Professor of economics at Paris-Dauphine University, Elise Huillery is a member of the scientific council for national education. She is one of the authors of a note published in April, “Social mix in college: first results of experiments”, which analyzes the effects of the social mix policies launched in 2015 by the ministry. By comparing, throughout the territory, the 56 middle schools involved in the initiative (“pilot” middle schools) with students from similar middle schools not involved (“control” middle schools), the authors wonder about the effects of gender diversity academic achievement, personal well-being and social well-being of advantaged and disadvantaged students.

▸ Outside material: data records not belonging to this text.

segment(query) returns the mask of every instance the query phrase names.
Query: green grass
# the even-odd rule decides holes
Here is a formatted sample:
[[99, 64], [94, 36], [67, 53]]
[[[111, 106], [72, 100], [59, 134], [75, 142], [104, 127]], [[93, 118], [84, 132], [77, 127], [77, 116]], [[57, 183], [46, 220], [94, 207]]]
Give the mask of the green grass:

You have chosen to distinguish school and “non-school” effects. What were the effects of the actions of diversity on the “school” results of the pupils?

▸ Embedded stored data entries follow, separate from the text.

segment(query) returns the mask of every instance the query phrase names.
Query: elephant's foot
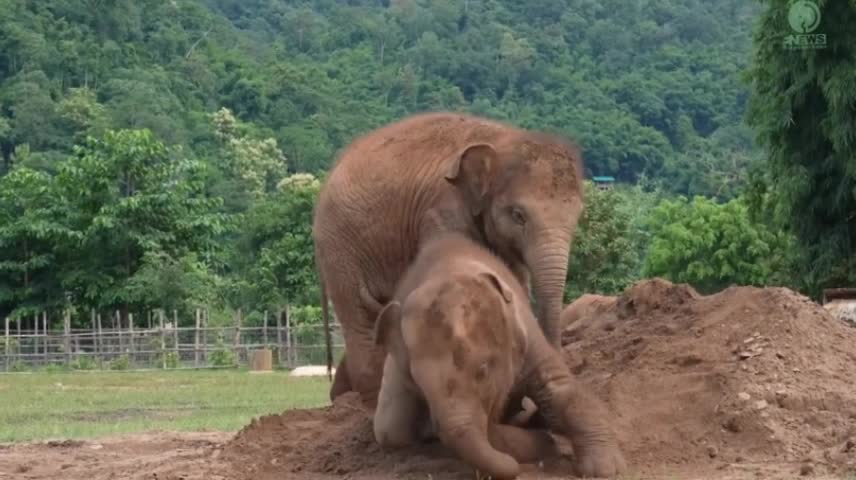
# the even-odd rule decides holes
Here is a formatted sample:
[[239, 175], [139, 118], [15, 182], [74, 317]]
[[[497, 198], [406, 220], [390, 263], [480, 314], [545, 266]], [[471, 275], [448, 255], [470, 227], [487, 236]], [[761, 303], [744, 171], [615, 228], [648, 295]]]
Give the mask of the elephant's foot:
[[351, 391], [351, 380], [348, 378], [348, 366], [345, 364], [345, 357], [339, 361], [339, 366], [336, 367], [336, 374], [333, 376], [333, 385], [330, 386], [330, 401], [335, 402], [336, 397]]
[[488, 438], [494, 448], [511, 455], [519, 463], [548, 460], [560, 454], [556, 442], [546, 430], [491, 424], [488, 426]]
[[627, 461], [614, 442], [594, 445], [574, 443], [574, 469], [580, 477], [611, 478], [627, 470]]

In reality, we have observed very few effects on student learning, regardless of their social background. Some feared that the grades of favored students would suffer from greater diversity, but that was not the case. On the other hand, if the political leaders hoped for better learning for disadvantaged students, this is not what we note either. Finally, the school environment does not really affect learning – much less, in any case, than family and individual determinants. This shows that, if we wish to reduce social inequalities at school, greater diversity is not the solution.
However, the social mix has had effects on the students?

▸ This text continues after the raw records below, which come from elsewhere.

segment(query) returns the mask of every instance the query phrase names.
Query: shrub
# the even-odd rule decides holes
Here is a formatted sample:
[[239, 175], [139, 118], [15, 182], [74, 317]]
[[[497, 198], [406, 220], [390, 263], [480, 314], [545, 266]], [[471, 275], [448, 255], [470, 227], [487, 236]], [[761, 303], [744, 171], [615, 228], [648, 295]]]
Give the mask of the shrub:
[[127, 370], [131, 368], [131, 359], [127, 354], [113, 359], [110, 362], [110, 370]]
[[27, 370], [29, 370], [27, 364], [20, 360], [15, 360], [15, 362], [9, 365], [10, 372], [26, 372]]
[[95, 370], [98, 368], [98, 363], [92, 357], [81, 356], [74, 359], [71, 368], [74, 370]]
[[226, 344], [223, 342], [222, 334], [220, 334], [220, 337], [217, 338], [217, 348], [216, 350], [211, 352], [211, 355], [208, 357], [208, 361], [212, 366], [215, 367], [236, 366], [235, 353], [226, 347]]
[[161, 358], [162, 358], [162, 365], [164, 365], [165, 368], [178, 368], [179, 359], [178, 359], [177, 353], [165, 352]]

Looking at student well-being was fairly new, in the sense that almost no scientific study had done it before, because it’s time-consuming and expensive research. However, we had very interesting results: a greater social mix has positive effects on the social and personal well-being of both disadvantaged and advantaged students – although to a lesser extent. The improvement in the well-being of some has therefore not come at the expense of others.
What positive effects are we talking about for disadvantaged students?
The increase in social diversity in the pilot colleges has led to an improvement in perceptions: they perceive their social environment as being of better quality (+18% of a standard deviation (i.e. the mean deviation from the mean)), feel safer (+26%) and report having better relationships with their friends (+30%). The attitude towards group work has also improved.